I got quite excited when I chanced upon a copy of What the Bleep Do We Know!? (2004) in a charity shop… I mean, I hadn’t actually heard of the flick before, but the premise of combining talking head interviews with narrative segments to explore issues of spirituality and so-called “quantum mysticism” sounded right up my hippy-dippy street. I like to think I’m a fairly intelligent person, and I went into this experience with an eager mind, but I still found the interviews to be off-puttingly opaque, not to mention kinda tedious and wanky (for example, the Ed-Wood-esque title of this post is a direct quote from one of the “experts” interviewed here), while the narrative scenes played like nonsensical out-takes from an unnecessarily sweary, weirdly repulsive, painfully unfunny, made-for-TV-movie. Watching the cast interviews on the second disc, it’s clear that Marlee Matlin and Elaine Hendrix were genuinely invested in this project, and went into it with the best of intentions… but the finished product really doesn’t do them any favours, with its piss-poor dialogue and flimsy direction. In fact, I’d much rather have watched two hours of Matlin signing about the movie, than sat through the thing itself.
Weirdly though, one of the “exclusive” UK features on the extras disc is a compilation of video testimonials given by audience members after a screening of the movie, and they all rave about it like a super-energising coffee-enema-for-the-mind. If just one of them had expressed some reservations, I might have gone along with it… like “Well, the jokes were pretty crappy, but it had some interesting ideas”… but their unconditional, hyperbolic enthusiasm makes me very suspicious indeed. One old man even went so far as to claim that it represented “the future” of cinema!
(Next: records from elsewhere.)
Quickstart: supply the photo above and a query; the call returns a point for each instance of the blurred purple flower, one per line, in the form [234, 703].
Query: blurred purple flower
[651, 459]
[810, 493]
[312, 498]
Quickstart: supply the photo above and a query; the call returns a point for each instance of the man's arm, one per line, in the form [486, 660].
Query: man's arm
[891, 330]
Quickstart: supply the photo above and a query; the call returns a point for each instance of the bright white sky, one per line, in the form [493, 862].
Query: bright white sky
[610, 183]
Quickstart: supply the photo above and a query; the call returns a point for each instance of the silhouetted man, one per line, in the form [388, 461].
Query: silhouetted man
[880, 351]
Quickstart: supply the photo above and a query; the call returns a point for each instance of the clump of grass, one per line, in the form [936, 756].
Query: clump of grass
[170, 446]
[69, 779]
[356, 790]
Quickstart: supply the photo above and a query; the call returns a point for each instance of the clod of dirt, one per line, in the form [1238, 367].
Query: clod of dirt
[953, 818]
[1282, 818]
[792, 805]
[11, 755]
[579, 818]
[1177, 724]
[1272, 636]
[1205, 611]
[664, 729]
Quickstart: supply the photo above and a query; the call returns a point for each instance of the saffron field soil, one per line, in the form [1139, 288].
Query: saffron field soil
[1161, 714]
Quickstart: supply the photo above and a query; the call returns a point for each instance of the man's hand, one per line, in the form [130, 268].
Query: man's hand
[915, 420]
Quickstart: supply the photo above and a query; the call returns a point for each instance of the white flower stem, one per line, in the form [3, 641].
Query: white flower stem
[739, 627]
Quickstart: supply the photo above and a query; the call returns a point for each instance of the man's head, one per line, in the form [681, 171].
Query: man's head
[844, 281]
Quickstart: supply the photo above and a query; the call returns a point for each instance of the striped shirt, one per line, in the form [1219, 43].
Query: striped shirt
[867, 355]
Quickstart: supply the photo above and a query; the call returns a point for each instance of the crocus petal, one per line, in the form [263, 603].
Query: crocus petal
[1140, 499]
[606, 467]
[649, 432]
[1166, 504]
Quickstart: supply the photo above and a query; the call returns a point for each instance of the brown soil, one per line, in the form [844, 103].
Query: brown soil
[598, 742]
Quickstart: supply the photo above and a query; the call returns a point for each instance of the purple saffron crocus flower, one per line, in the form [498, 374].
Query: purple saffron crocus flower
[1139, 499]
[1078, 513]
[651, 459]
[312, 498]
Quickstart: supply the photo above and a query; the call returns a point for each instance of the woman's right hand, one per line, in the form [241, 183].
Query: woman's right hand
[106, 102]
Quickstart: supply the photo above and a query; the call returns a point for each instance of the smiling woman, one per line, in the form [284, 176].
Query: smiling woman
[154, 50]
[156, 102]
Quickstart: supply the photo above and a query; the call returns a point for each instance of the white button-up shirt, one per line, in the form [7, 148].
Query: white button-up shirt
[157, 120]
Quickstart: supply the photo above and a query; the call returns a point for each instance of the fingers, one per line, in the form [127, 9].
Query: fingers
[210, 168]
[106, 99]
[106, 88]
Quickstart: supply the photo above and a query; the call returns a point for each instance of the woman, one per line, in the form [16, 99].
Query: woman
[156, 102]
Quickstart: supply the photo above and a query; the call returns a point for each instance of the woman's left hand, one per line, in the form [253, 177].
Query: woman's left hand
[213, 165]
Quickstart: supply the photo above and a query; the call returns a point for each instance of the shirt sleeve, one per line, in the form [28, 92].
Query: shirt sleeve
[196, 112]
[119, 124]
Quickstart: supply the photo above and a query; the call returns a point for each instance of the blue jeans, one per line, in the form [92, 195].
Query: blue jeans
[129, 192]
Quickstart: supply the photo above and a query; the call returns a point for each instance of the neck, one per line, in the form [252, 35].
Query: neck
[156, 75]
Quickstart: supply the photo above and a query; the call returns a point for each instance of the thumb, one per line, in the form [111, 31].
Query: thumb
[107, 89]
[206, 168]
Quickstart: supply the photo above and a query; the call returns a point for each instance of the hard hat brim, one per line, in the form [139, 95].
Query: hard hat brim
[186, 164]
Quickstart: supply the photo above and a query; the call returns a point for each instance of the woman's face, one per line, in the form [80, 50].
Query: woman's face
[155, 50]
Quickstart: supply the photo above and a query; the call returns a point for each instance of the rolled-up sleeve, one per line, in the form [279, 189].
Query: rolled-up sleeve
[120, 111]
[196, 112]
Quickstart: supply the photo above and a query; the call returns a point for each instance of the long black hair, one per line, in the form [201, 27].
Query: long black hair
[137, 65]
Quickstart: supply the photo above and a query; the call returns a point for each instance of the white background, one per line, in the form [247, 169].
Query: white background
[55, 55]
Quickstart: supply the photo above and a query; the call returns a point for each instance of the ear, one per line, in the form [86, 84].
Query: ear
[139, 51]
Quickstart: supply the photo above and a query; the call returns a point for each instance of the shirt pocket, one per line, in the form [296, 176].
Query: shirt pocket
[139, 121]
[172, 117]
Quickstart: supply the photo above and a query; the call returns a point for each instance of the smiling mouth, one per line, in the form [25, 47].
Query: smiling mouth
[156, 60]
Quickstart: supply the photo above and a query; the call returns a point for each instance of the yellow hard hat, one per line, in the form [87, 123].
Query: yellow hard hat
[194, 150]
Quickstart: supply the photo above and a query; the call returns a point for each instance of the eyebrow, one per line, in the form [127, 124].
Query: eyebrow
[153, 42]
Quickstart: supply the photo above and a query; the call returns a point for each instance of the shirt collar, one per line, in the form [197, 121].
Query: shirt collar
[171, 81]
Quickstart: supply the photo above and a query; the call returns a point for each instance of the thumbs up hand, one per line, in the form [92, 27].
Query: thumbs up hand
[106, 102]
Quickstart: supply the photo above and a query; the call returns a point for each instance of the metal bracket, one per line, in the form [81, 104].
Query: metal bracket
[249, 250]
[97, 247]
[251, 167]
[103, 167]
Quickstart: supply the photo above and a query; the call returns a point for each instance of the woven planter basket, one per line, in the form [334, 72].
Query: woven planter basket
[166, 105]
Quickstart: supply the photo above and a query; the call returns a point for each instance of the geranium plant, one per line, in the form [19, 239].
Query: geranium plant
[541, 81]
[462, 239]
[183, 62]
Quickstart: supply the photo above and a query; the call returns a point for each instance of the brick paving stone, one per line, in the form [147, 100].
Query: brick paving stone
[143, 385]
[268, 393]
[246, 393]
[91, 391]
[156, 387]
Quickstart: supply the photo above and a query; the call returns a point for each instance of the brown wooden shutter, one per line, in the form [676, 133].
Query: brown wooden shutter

If that’s the case, then I humbly suggest that we smash the projectors and tear the screens down now, because that’s not a prophecy any of us want to see come to pass!
Sigh… I’d like to believe that it’s possible to make a properly entertaining and inspiring film about characters exploring their (non-churchy) spirituality*… but this misfire and The Celestine Prophecy are terrible examples to go by. So far, the best movie I’ve seen in this vein was Guy Ritchie’s Revolver… which is pretty unsuccessful overall, but does have a few scenes that vividly illustrate some of the major hurdles you have to overcome on the path to enlightenment.
Incidentally, if you are interested in taking practical steps to break negative thought patterns, I’d highly recommend checking out a copy of the self-help book Teach Yourself Happiness (aka How to be Happier: Teach Yourself) by Paul Jenner, which you can pick up for a couple of quid/dollars “used” on Amazon. [No, I don’t get a kick-back for that plug… just trying to be helpful!]
* I only say “non-churchy” because there are already plenty films exploring mainstream spirituality.